A few months later, I sent her “Razzibot,” which I had decided to set in her hometown. She corrected all the small Portuguese details I’d butchered and told me I was welcome to come back for natas anytime.

“Razzibot” is one of those stories people will ding for not having an essential speculative element, but I’ve never really bought into that. I view science fiction as a collection of aesthetics, and I loved infusing the future aesthetic into one of the most beautiful cities I’ve ever been to.

Datafall

I wrote this flash before I bothered learning what cloud computing actually entails.

Motherfucking Retroparty Freestyle

Like “Edited,” this one draws heavily on my high school experience. Everything from the physics class to the basement where our protagonists download Maestro 2.0 to the neighborhood of the house party will seem strangely familiar to any friends of mine from high school. I even forgot to change Dyl’s name, but he won’t mind.

The retroparty itself is based off the most memorable party of grade twelve. Someone stole the host’s Xbox; a girl refused to come out from under a parked car; a guy from Detroit brought a gun; the cops put a hole through the bathroom door trying to extract a couple reluctant to stop partying. I left wearing one of my shoes and one of someone else’s. It was a good night.

An Evening with Severyn Grimes

The core concept for this one comes from Richard K. Morgan’s Altered Carbon series, while the mastermind-bodyguard duo is inspired by Eoin Colfer’s Artemis Fowl books, which I devoured as a kid.

It took a long time for “An Evening with Severyn Grimes” to see daylight, due to the collapse of the ambitious magazine that originally bought the story. I actually wrote it back in 2013, while living in Edmonton and working at a small Liquor Depot. We didn’t do much business on the best days, and Sundays were positively glacial.

I remember I brought this freshly-finished story to work on my laptop and gave it to my co-worker Jordin to read. About thirty seconds in, he looked up at me, raised both eyebrows, and said “whoa.” He didn’t come out of the back office until he finished the whole thing.

Innumerable Glimmering Lights

Well, this is it. I remember two things about writing “Innumerable Glimmering Lights”: the endless gymnastics I had to do in order to avoid pronouns, and how organically the title drop arrived, as if it had been there all along. Aquatic aliens have always been one of my favorite varieties, and the characters’ overlong names take inspiration from K.A. Applegate’s Remnants series.

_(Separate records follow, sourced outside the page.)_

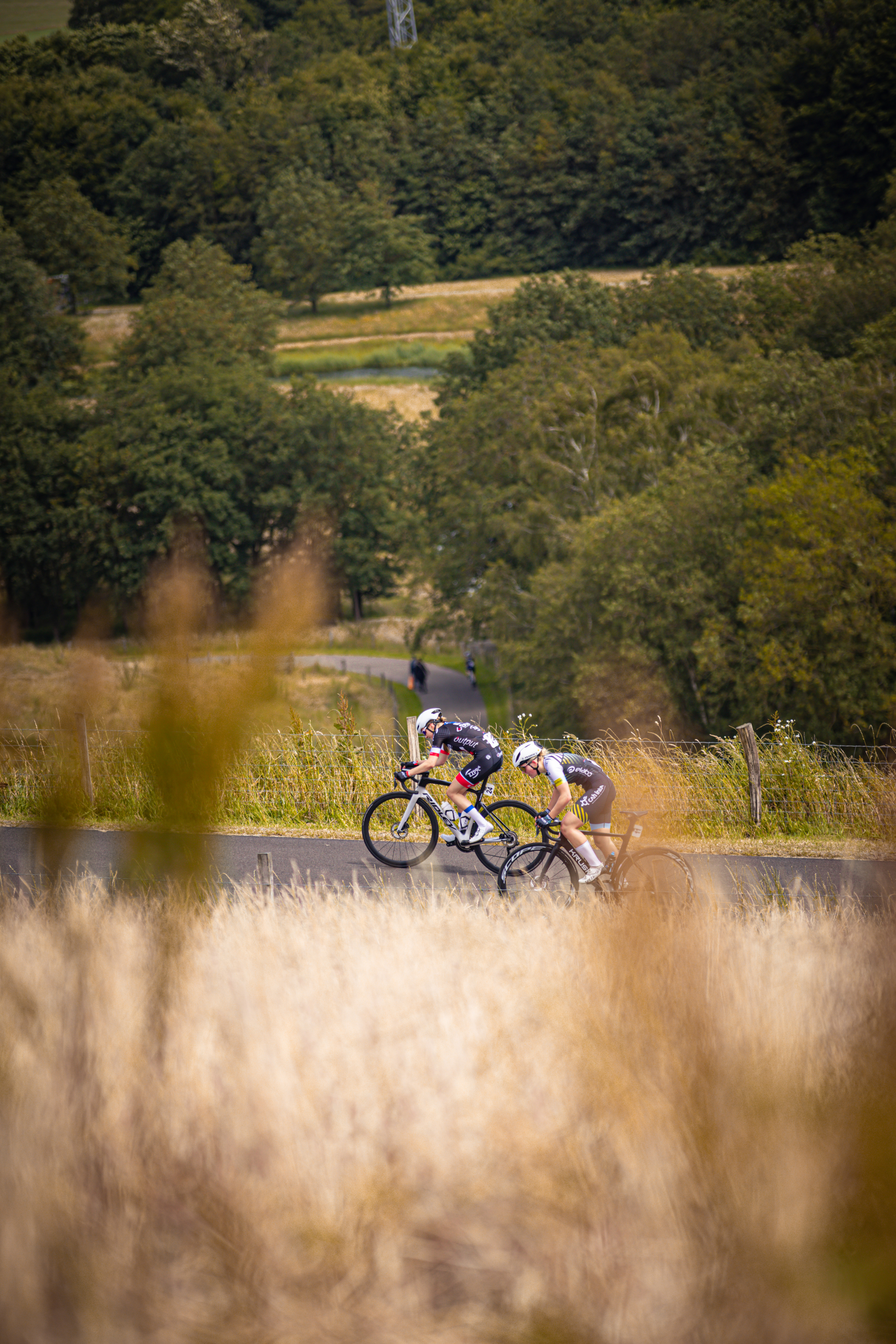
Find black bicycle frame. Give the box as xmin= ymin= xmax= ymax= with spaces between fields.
xmin=529 ymin=808 xmax=647 ymax=882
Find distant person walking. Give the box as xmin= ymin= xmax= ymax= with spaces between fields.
xmin=411 ymin=653 xmax=426 ymax=695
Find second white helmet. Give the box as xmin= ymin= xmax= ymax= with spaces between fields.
xmin=417 ymin=710 xmax=442 ymax=732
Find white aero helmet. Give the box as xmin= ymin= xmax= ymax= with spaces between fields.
xmin=513 ymin=742 xmax=541 ymax=769
xmin=417 ymin=710 xmax=442 ymax=732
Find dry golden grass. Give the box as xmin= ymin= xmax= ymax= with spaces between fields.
xmin=0 ymin=644 xmax=392 ymax=732
xmin=82 ymin=266 xmax=741 ymax=360
xmin=0 ymin=882 xmax=896 ymax=1344
xmin=328 ymin=380 xmax=438 ymax=421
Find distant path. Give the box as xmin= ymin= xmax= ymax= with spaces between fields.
xmin=0 ymin=827 xmax=896 ymax=909
xmin=296 ymin=653 xmax=486 ymax=724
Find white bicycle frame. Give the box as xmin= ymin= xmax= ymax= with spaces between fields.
xmin=392 ymin=781 xmax=502 ymax=844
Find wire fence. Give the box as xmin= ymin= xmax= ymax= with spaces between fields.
xmin=0 ymin=726 xmax=896 ymax=839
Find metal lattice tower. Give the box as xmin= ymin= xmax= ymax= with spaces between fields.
xmin=386 ymin=0 xmax=417 ymax=51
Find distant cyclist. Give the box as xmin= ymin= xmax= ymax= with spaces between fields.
xmin=398 ymin=710 xmax=504 ymax=844
xmin=513 ymin=742 xmax=616 ymax=882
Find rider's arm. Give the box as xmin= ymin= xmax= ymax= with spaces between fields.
xmin=544 ymin=755 xmax=572 ymax=820
xmin=548 ymin=778 xmax=572 ymax=821
xmin=405 ymin=749 xmax=448 ymax=777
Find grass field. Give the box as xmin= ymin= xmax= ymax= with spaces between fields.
xmin=274 ymin=340 xmax=466 ymax=378
xmin=0 ymin=638 xmax=392 ymax=734
xmin=0 ymin=882 xmax=896 ymax=1344
xmin=0 ymin=0 xmax=71 ymax=38
xmin=83 ymin=266 xmax=736 ymax=419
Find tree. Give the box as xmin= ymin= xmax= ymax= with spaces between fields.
xmin=418 ymin=329 xmax=737 ymax=616
xmin=253 ymin=168 xmax=345 ymax=312
xmin=696 ymin=452 xmax=896 ymax=741
xmin=618 ymin=266 xmax=740 ymax=349
xmin=345 ymin=183 xmax=433 ymax=308
xmin=89 ymin=358 xmax=291 ymax=612
xmin=0 ymin=214 xmax=83 ymax=384
xmin=20 ymin=177 xmax=134 ymax=309
xmin=0 ymin=376 xmax=101 ymax=640
xmin=282 ymin=379 xmax=411 ymax=620
xmin=69 ymin=0 xmax=184 ymax=28
xmin=118 ymin=238 xmax=277 ymax=375
xmin=155 ymin=0 xmax=265 ymax=89
xmin=490 ymin=448 xmax=750 ymax=734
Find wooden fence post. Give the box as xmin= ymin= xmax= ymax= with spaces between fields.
xmin=407 ymin=714 xmax=421 ymax=761
xmin=737 ymin=723 xmax=762 ymax=827
xmin=75 ymin=714 xmax=93 ymax=808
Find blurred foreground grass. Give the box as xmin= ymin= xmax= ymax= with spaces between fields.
xmin=0 ymin=882 xmax=896 ymax=1344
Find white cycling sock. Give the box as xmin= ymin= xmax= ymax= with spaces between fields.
xmin=575 ymin=840 xmax=603 ymax=868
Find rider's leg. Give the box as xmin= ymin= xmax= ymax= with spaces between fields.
xmin=591 ymin=821 xmax=616 ymax=860
xmin=560 ymin=808 xmax=603 ymax=868
xmin=445 ymin=780 xmax=467 ymax=816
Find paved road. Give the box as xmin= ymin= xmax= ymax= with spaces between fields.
xmin=0 ymin=827 xmax=896 ymax=903
xmin=296 ymin=653 xmax=485 ymax=723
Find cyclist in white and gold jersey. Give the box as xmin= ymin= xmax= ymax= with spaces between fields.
xmin=513 ymin=742 xmax=616 ymax=882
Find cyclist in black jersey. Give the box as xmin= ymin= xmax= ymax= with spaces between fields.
xmin=513 ymin=742 xmax=616 ymax=882
xmin=398 ymin=710 xmax=504 ymax=844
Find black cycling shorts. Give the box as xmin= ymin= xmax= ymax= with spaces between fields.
xmin=569 ymin=780 xmax=616 ymax=829
xmin=455 ymin=747 xmax=504 ymax=789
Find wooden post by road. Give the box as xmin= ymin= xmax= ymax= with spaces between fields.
xmin=737 ymin=723 xmax=762 ymax=827
xmin=75 ymin=714 xmax=93 ymax=808
xmin=407 ymin=714 xmax=421 ymax=761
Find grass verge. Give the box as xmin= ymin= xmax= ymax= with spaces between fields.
xmin=0 ymin=880 xmax=896 ymax=1344
xmin=274 ymin=340 xmax=466 ymax=378
xmin=0 ymin=715 xmax=896 ymax=844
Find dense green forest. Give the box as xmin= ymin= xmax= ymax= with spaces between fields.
xmin=0 ymin=0 xmax=896 ymax=293
xmin=0 ymin=0 xmax=896 ymax=741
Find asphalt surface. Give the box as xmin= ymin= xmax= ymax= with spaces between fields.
xmin=0 ymin=827 xmax=896 ymax=906
xmin=296 ymin=653 xmax=486 ymax=723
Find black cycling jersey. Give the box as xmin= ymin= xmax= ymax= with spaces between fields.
xmin=544 ymin=751 xmax=615 ymax=793
xmin=430 ymin=720 xmax=501 ymax=755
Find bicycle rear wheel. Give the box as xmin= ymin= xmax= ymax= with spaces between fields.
xmin=498 ymin=841 xmax=579 ymax=906
xmin=618 ymin=849 xmax=694 ymax=910
xmin=362 ymin=789 xmax=439 ymax=868
xmin=473 ymin=798 xmax=548 ymax=872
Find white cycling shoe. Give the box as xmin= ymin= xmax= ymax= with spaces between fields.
xmin=466 ymin=821 xmax=494 ymax=845
xmin=579 ymin=864 xmax=604 ymax=886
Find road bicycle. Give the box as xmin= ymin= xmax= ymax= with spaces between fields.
xmin=498 ymin=808 xmax=694 ymax=909
xmin=362 ymin=771 xmax=547 ymax=874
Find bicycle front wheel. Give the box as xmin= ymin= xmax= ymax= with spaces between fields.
xmin=473 ymin=798 xmax=548 ymax=872
xmin=362 ymin=789 xmax=439 ymax=868
xmin=498 ymin=841 xmax=579 ymax=906
xmin=618 ymin=849 xmax=694 ymax=910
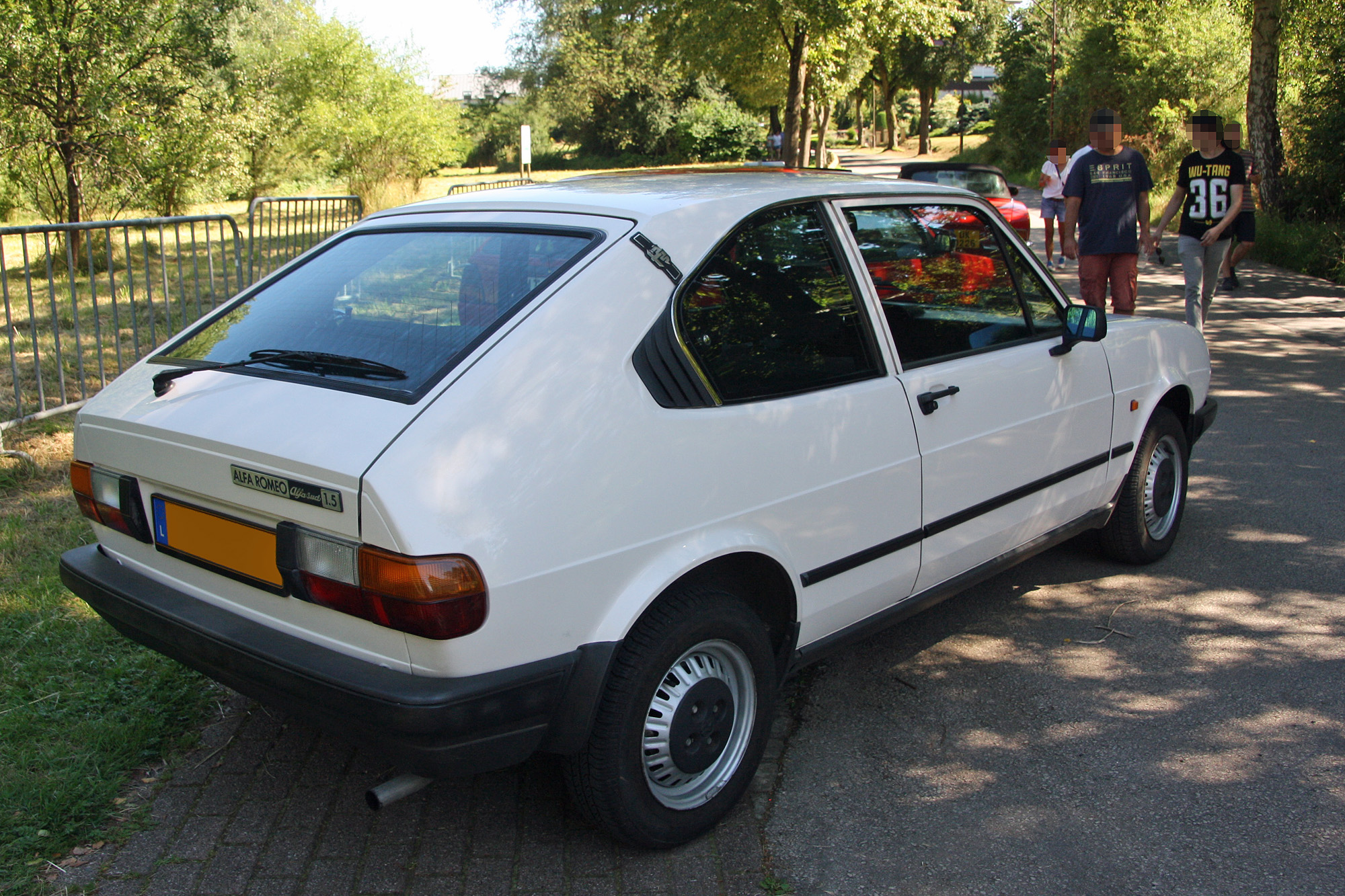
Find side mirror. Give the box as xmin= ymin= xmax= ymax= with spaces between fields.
xmin=1050 ymin=304 xmax=1107 ymax=355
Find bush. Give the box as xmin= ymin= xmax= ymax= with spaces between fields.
xmin=1252 ymin=212 xmax=1345 ymax=284
xmin=674 ymin=97 xmax=764 ymax=161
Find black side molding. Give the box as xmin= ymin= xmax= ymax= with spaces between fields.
xmin=1186 ymin=395 xmax=1219 ymax=446
xmin=799 ymin=441 xmax=1119 ymax=588
xmin=790 ymin=503 xmax=1115 ymax=674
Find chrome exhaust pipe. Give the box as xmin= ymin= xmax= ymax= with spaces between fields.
xmin=364 ymin=775 xmax=434 ymax=813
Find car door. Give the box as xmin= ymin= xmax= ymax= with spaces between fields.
xmin=838 ymin=200 xmax=1112 ymax=592
xmin=667 ymin=202 xmax=920 ymax=643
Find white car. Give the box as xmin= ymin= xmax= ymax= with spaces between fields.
xmin=62 ymin=171 xmax=1216 ymax=846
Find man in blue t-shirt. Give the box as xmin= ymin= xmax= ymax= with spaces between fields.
xmin=1060 ymin=109 xmax=1154 ymax=315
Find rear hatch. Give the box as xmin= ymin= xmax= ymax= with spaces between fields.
xmin=75 ymin=215 xmax=628 ymax=667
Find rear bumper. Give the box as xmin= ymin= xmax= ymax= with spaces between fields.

I also have one very clear memory linked to this story, and it’s from a conference weekend in Orlando. It was a beautiful warm night, and I was sitting on the edge of the pool with a friend, both of us dangling our legs in the water. The editor of Clockwork Phoenix 5, Mike Allen, showed up, introduced himself and handed me a copy to sign for a special edition. It was the first time I signed something I’d written, and I got this thought, like, yeah, this writer thing is really happening.

I hope it keeps happening for a long, long time.